Walled properties, floodgates, brick houses with flood proofing, concrete or tiles, municipal works like levees – these are all resilience adaptations that will go a long way in protecting people and their homes, both Mr Mallon and Mr Gissing agree.
“The good news is there’s a lot we can do about it. Forewarned is forearmed,” Mr Mallon says.
“There’s only a small number of communities where that level of intervention will not work. In Lismore once the water reached the second floor, we question whether those communities are viable in the long term. Cities like Grantham were relocated en masse, that’s a success story and an example of an intact community staying together and relocated. Maybe that’s a conversation we need to have.”
Mallon said: “There is leadership in the private sector on these issues, but unfortunately that’s covering for a lack of leadership in the government.

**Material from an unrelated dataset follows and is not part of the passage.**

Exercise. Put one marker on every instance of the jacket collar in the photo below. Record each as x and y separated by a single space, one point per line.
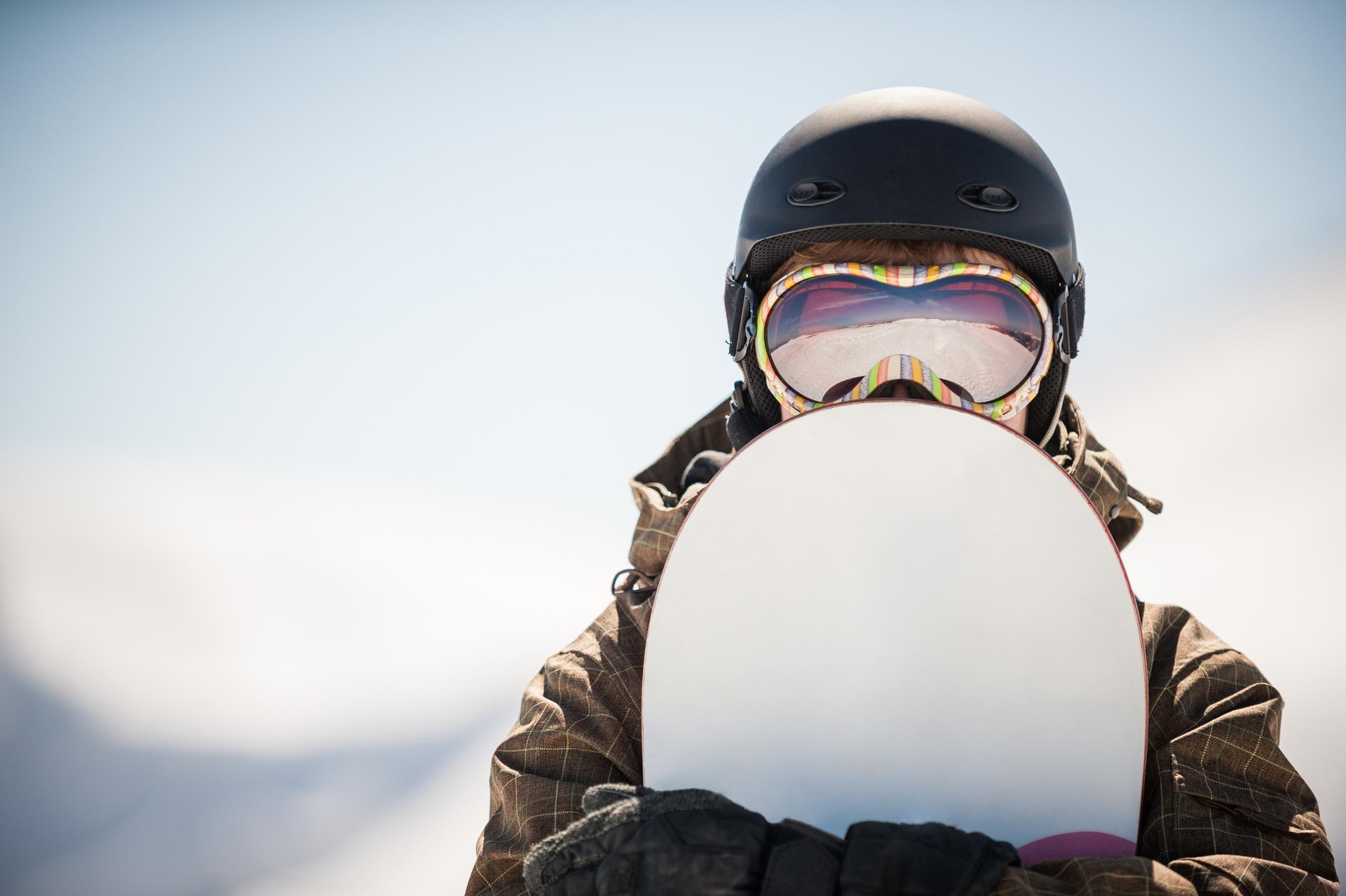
662 503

“They’re dishing out emergency cash but we know it makes more sense to prepare for events rather than mop up after them. Stopping smoking cigarettes is cheaper than chemotherapy. Prevention is more cost effective than consequences. I think the government is abrogating responsibility if it’s not going to engage in climate adaptation. They set the planning codes but they don’t take responsibility, that’s ludicrous.”
Communities are worried that properties will be devalued if legislation comes in, Mallon said. But he said these are the victims of climate change and there should be more support and solutions to avoid financial loss to people in high risk areas.
“We need to stop building in these areas. Developers can buy cheap land, pop up a property and sell it on, and they’re long gone by the time property is hit by flood.
“So there’s a disconnect between who’s getting the money and who’s suffering the risk.”
What does it mean to live in the face of climate change? It means that in the face of the consequences of our own mistakes, and humanity needs to adapt in order to survive.
“We have a database of the flood risks to every house in Australia. How many times do we watch disasters before we rebuild houses to be ready for climate change?”